If each city is like a game of chess, the day when I have learned the rules, I shall finally possess my empire, even if I shall never succeed in knowing all the cities it contains.
—Italo Calvino, Invisible Cities
Can you describe the mood of Port Harcourt as you feel/see it?
Port Harcourt is robust—it has an elegant sort of robustness. Even in the heat, the women walk as if gliding. Some carry pails on their heads, but even so, their gaits are graceful and even-paced. And when it is harmattan and the roads are dusty, there is something ethereal, almost celestial, about the sight: dust like clouds.
Port Harcourt is raw, too: raw voices of the hawkers calling out to the automobile drivers, raw earth, raw heat, raw humanity. Raw as in of nature; the good kind of raw.
What is your most heartbreaking memory in this city?
This is not heartbreaking per se, but one memory that still haunts me today is of an armed robbery, in which my family, all six of us, were held at gunpoint.
What is the most extraordinary detail, one that goes unnoticed by most, of the city?
The scent of rain, before the rain comes. Sometimes everything turns to gray, and even the smell is gray. Like the waft of gray cement blocks being saturated in water. Also like the aroma of gray sand being cooked by the sun.
What writer(s) from here should we read?
Igoni Barrett published a great short story collection entitled, Love Is Power, Or Something Like That. It’s a collection with a sense of humor. I enjoyed it very much.
Is there a place here you return to often?
I return to my primary school in Abuloma very often. I return in my mind’s eye, which allows me to come and go as often as I please. And when I do, I see it just the way it used to be: the green fields over which I used to tumble as a child, the tap where I used to play with my schoolmates, the gates which announced Federal Government Girls’ College, along which the vendors sold their velvet tamarinds and ice cream and groundnuts. All of it is just as it used to be all those many years ago.
Is there an iconic literary place we should know?
The whole of Port Harcourt is one big iconic literary place, owing to its book festival, which the city has hosted for some years now. In 2014, Port Harcourt was even named UNESCO World Book Capital, the first in Africa south of the Sahara.
Are there hidden cities within this city that have intrigued or seduced you?
All of Port Harcourt is a seductress, each part in its own way.
Where does passion live here?
In the hearts and souls and faces, and in the smiles and laughter of every single citizen. It is my experience that the people of Port Harcourt have very happy dispositions. We see this especially in their smiles.
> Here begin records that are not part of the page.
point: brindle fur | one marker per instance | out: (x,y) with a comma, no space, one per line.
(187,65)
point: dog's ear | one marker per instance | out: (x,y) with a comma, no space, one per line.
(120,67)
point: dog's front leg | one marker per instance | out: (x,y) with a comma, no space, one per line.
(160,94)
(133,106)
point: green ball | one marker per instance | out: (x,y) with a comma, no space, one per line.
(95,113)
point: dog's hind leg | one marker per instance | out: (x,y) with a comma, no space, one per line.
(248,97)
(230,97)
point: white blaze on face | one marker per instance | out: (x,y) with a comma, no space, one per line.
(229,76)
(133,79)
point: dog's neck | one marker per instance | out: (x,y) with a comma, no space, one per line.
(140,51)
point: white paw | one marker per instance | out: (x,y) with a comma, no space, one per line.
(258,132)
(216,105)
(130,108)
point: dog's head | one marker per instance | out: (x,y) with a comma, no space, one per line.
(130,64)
But smiles are a little like tricks; they don’t always tell the whole story.
What is the title of one of your works about Port Harcourt and what inspired it exactly?
“America” was inspired by many things, but its heart lies in the idea of patriotism. Which is to say that the story not only deals with Port Harcourt, but with Nigeria as a whole. It is, in a sense, an exploration of how much of a pull our “homes” have on us. Sometimes it is hard to leave, even when a good opportunity presents itself.
Inspired by Levi, “Outside Port Harcourt does an outside exist?”
Outsides always exist. One appreciates Port Harcourt for exactly what it is, owing to those places that it is not. It seems to me that a place becomes itself in relation to those spaces outside of it.
Born in Port Harcourt, Nigeria, Chinelo Okparanta is the author of Happiness, Like Water. A 2014 O. Henry Prize winner, and a 2014 Lambda Literary Award winner for Fiction, she was a finalist for the 2014 New York Public Young Lions Fiction Award and for the 2014 Rolex Mentors and Protégés Arts Initiative. Her stories have appeared in Granta, The New Yorker, and Tin House, among other journals.